桜井和寿は特にアイドルに好意的なアーティストではない。握手券付きのCDがヒットチャートを席巻する状況について、インタビューでネガティブな反応を示したこともある。彼のファンである観客からの「秋元康が作った歌なんて歌ってほしくない」といわんばかりの否定的な反応はある意味で当然とも言えた。
だがその日の桜井和寿は、観客席から上がる拒否と失笑の声を気にも止めず、「すっげえ良い曲だぞ。びっくりするぞ」と静かな声で答え、歌い始めている。まるでその「きっかけ」という歌のメロディが、すべての観客の反応を覆すことを確信しているように。
「万理華が一番好きな曲ってずっと言ってたんですよ」
桜井和寿のカバーによって一般に知られることになった「きっかけ」は、乃木坂46のファンにとってはあるメンバーの卒業とともに深く記憶されている曲だ。
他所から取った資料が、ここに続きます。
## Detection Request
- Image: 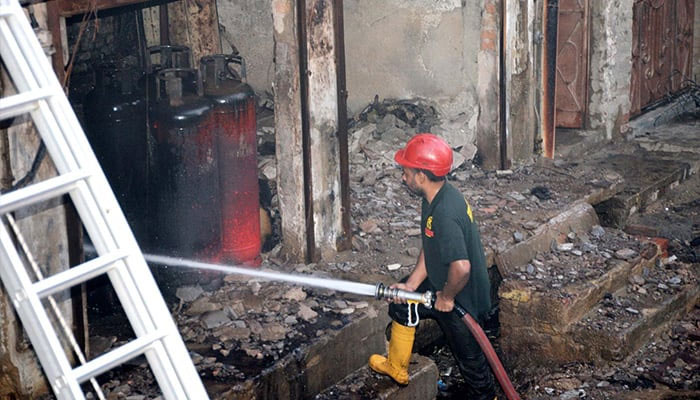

2018年に行われたファン投票では、シングルカットされたことのないアルバムの中の一曲である「きっかけ」が、グループを代表するシングル曲が並ぶ中で2位にランクインした。
メンバーの井上小百合は結果を発表する番組の中で、「(『きっかけ』は)万理華が一番好きな曲ってずっと言ってたんですよ」と、今はもうその場にいないメンバー、伊藤万理華の記憶を振り返った。
2017年11月、伊藤万理華は同期の中元日芽香と共に、東京ドームで最後のライブを行った。「きっかけ」はそのライブのWアンコールで歌われた最後の曲である。二人は乃木坂46の結成時に最初のオーディションで加入した1期生だった。